BNPB mencatat sejumlah kebutuhan mendesak yang masih diperlukan masyarakat terdampak, antara lain tenda keluarga, alat kebersihan, pakaian, matras, selimut, kasur lipat, perlengkapan mandi, peralatan sekolah, peralatan dapur dan makan, obat-obatan, serta bahan makanan.
“Karena itu, bantuan masih terus disalurkan. Sebagian masyarakat masih bergantung pada layanan dapur umum untuk memenuhi kebutuhan sehari-hari,” tutupnya.
Pemerintah Juga Salurkan Bantuan ke OKU Timur
Selain di Sumatera Utara dan Aceh, respons cepat juga dilakukan pemerintah daerah di wilayah lain di Sumatera. Pemerintah Kabupaten Ogan Komering Ulu (OKU) Timur, Sumatera Selatan, menyalurkan bantuan logistik kepada warga terdampak banjir di Kecamatan Belitang III. Pelaksana Tugas Kepala BPBD OKU Timur, Bambang Irawan, menyebutkan bahwa banjir dipicu oleh curah hujan tinggi yang terjadi sejak Rabu malam hingga Kamis pagi.

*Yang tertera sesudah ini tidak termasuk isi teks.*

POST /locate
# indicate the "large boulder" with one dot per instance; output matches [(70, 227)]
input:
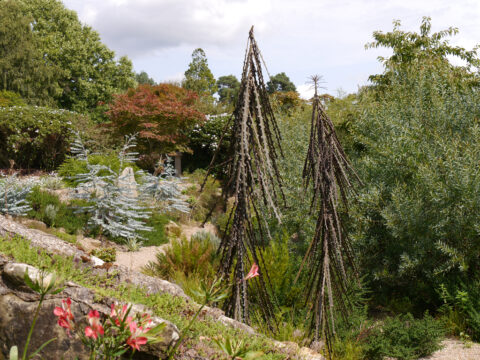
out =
[(18, 304)]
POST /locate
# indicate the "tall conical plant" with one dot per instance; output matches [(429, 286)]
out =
[(329, 255), (253, 179)]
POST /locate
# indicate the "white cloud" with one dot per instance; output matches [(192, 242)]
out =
[(139, 27), (300, 38)]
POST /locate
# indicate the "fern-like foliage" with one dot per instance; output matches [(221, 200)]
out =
[(13, 196), (113, 208), (164, 189)]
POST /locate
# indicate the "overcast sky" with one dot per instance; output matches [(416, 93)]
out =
[(298, 37)]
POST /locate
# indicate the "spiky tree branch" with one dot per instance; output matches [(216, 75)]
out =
[(330, 175), (253, 179)]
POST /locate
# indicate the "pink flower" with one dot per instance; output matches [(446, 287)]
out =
[(253, 272), (135, 339), (65, 316), (95, 327)]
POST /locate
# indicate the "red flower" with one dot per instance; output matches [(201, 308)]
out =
[(118, 316), (65, 316), (135, 340), (253, 272), (95, 327)]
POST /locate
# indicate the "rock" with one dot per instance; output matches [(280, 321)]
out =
[(151, 284), (39, 239), (127, 183), (34, 224), (15, 273), (96, 261), (308, 354), (17, 308), (172, 229), (88, 244)]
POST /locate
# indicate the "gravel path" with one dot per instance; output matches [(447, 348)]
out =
[(138, 259), (454, 349)]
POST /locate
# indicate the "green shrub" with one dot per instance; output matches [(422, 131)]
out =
[(203, 202), (73, 166), (197, 256), (106, 254), (9, 98), (404, 338), (66, 217), (157, 236), (460, 312), (35, 137)]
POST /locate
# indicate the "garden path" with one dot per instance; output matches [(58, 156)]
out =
[(138, 259), (454, 349)]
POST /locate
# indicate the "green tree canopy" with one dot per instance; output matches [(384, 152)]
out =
[(142, 78), (228, 87), (415, 48), (280, 82), (86, 71), (198, 76), (23, 68), (415, 222)]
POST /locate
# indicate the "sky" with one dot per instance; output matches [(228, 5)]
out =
[(298, 37)]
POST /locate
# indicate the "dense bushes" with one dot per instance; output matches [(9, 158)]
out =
[(35, 137), (44, 204), (72, 167), (404, 338)]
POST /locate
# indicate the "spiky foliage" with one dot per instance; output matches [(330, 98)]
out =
[(13, 196), (329, 172), (113, 208), (164, 188), (253, 180)]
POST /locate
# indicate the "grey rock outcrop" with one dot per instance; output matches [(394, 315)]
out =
[(17, 304)]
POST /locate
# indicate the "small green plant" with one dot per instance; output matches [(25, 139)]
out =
[(195, 256), (466, 340), (69, 219), (51, 212), (157, 236), (133, 243), (43, 285), (106, 254), (115, 335), (404, 337), (208, 294), (237, 349)]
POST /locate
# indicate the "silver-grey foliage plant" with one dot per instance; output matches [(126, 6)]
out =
[(118, 210), (13, 196)]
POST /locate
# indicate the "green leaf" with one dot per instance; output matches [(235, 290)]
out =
[(41, 347), (30, 283), (13, 353)]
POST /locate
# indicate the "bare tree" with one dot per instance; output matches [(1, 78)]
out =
[(329, 173), (253, 179)]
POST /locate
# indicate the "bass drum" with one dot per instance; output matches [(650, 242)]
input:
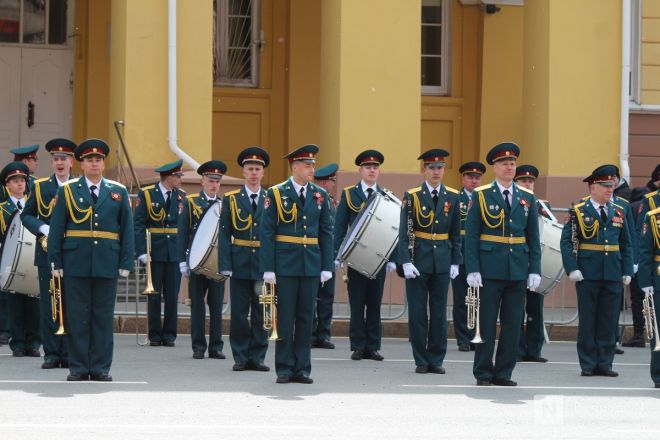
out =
[(552, 269), (203, 250), (18, 274), (373, 236)]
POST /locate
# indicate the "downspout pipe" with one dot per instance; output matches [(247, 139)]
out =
[(626, 35), (171, 87)]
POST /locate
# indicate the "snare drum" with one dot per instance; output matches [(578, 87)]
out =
[(203, 251), (18, 274), (373, 236), (552, 269)]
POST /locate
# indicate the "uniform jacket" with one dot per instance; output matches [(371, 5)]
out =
[(431, 256), (598, 264), (150, 213), (488, 216), (285, 215), (238, 222), (75, 211)]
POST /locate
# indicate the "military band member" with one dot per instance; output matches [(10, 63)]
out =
[(199, 286), (430, 225), (90, 243), (503, 257), (597, 255), (649, 277), (326, 178), (364, 295), (532, 332), (471, 173), (296, 250), (239, 251), (158, 209), (36, 218), (23, 310)]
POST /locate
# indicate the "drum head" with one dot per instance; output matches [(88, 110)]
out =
[(203, 235)]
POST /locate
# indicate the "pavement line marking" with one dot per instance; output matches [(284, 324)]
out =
[(90, 382), (530, 387)]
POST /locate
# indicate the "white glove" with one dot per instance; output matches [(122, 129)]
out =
[(410, 271), (533, 281), (474, 279), (325, 276), (576, 276), (269, 277)]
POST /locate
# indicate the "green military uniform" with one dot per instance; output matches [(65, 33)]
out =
[(436, 228), (322, 323), (200, 286), (602, 251), (36, 218), (91, 240), (364, 295), (459, 284), (23, 310), (296, 244), (160, 217), (649, 275), (502, 248)]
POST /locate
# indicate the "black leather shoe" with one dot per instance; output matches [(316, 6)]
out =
[(324, 343), (504, 382), (75, 377), (436, 370), (302, 379), (421, 369), (606, 373), (373, 355), (49, 365), (101, 377), (357, 355)]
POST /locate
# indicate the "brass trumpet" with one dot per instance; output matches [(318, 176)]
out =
[(269, 301), (57, 305), (472, 301), (651, 321), (149, 288)]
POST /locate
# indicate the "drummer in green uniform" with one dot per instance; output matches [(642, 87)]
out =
[(23, 310), (296, 251), (326, 178), (199, 286), (36, 218), (597, 254)]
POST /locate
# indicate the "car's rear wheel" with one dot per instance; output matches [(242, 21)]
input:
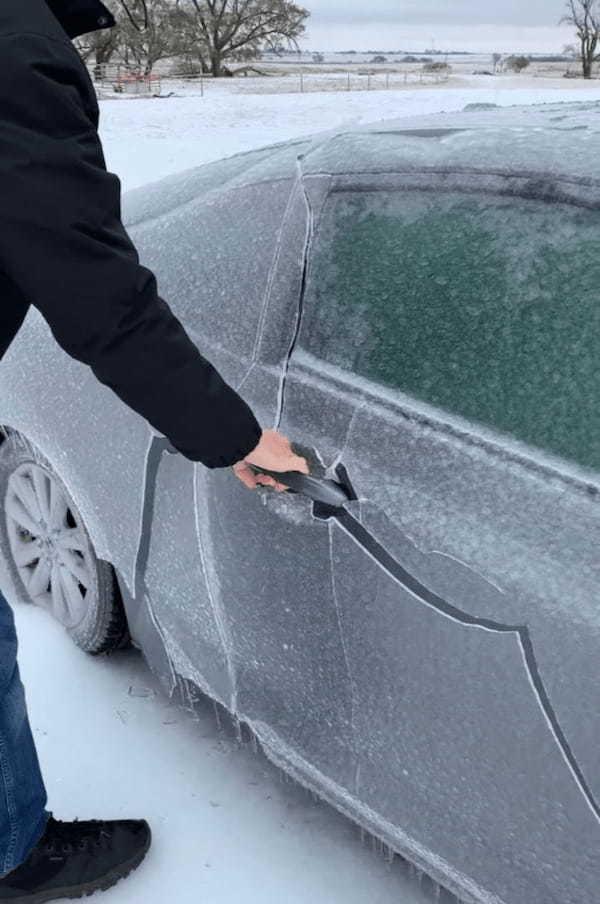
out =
[(50, 553)]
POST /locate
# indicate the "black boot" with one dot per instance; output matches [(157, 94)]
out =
[(73, 859)]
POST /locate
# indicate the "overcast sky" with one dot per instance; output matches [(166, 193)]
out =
[(486, 25)]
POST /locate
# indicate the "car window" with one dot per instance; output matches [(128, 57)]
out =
[(213, 259), (486, 306)]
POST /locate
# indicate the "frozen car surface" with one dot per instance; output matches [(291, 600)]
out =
[(416, 305)]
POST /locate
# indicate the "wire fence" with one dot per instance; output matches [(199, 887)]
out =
[(126, 80)]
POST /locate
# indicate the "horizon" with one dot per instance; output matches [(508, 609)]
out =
[(504, 26)]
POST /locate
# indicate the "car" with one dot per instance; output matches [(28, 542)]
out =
[(413, 630)]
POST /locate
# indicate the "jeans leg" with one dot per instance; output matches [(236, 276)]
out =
[(23, 798)]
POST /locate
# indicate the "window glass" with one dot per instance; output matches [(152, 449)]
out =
[(213, 259), (486, 306)]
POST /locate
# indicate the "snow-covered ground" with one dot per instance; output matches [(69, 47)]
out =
[(148, 138), (227, 828)]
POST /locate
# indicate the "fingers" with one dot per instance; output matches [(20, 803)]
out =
[(252, 480)]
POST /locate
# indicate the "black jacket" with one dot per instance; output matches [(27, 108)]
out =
[(64, 249)]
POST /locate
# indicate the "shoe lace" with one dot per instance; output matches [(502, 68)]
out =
[(66, 837)]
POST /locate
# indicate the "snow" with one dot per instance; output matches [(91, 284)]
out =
[(146, 139), (226, 827)]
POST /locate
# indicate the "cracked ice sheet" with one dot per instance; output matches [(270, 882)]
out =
[(451, 738), (419, 485), (225, 828)]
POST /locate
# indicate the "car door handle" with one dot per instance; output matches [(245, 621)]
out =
[(319, 489)]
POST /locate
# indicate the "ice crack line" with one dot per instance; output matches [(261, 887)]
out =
[(361, 536)]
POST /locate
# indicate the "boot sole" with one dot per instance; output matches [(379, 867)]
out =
[(89, 888)]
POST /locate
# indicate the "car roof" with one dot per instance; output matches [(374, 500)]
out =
[(559, 140)]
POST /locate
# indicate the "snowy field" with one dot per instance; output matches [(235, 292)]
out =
[(227, 828)]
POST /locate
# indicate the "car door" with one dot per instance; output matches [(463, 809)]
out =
[(447, 358), (269, 559), (213, 256)]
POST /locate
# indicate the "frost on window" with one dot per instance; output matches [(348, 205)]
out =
[(213, 259), (486, 306)]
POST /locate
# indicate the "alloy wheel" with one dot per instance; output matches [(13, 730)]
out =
[(50, 549)]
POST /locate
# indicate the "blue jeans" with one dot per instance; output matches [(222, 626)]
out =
[(23, 799)]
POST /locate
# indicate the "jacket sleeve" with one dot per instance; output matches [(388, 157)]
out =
[(63, 244)]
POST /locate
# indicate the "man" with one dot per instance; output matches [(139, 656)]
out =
[(63, 249)]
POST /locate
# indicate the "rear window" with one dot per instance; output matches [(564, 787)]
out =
[(486, 306)]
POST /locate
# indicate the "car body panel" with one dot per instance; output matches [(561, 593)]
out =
[(425, 656)]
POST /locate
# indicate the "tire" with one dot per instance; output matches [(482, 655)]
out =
[(50, 554)]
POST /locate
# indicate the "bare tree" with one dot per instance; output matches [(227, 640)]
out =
[(99, 47), (585, 16), (224, 30), (517, 63), (144, 45)]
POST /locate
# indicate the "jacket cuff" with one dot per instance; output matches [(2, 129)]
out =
[(246, 444)]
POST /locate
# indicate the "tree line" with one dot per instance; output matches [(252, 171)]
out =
[(207, 34)]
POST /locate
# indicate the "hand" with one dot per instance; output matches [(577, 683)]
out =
[(273, 452)]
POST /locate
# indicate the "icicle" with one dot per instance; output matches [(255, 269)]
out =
[(238, 729)]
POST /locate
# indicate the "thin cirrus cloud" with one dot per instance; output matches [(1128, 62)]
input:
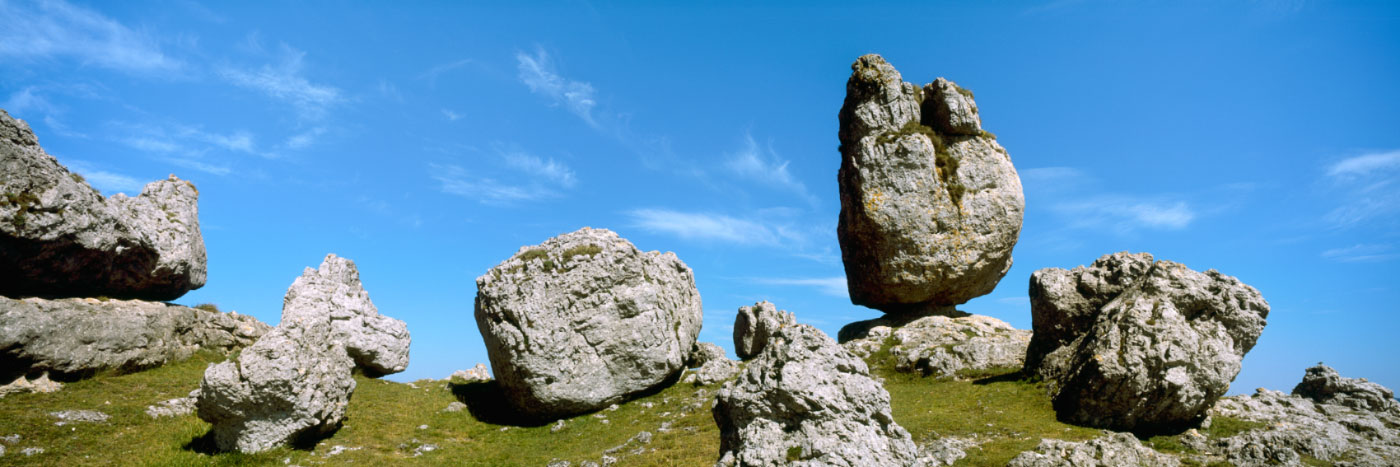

“Sebanyak 73 unit rumah di lima desa terendam banjir dengan ketinggian air bervariasi antara 30 sentimeter hingga 1,5 meter. Tidak ada korban jiwa, namun aktivitas masyarakat sempat terganggu,” jelas Bambang.
Sementara itu, Bupati Ogan Komering Ulu Timur, Lanosin Hamzah, menegaskan komitmen pemerintah daerah dalam memastikan keselamatan dan pemenuhan kebutuhan dasar masyarakat terdampak.
“Pemerintah daerah bergerak cepat bersama BPBD, aparat kepolisian, dan seluruh unsur terkait untuk memastikan warga terdampak banjir mendapatkan bantuan logistik, layanan kesehatan, serta dukungan lainnya. Upaya pemulihan akan terus dilakukan hingga kondisi masyarakat benar-benar kembali normal,” tegasnya.
Ia juga mengimbau masyarakat untuk tetap meningkatkan kewaspadaan terhadap potensi cuaca ekstrem yang masih dapat terjadi.
“Kami mengajak masyarakat untuk tetap waspada dan mengikuti arahan petugas di lapangan demi menghindari risiko banjir susulan,” pungkasnya.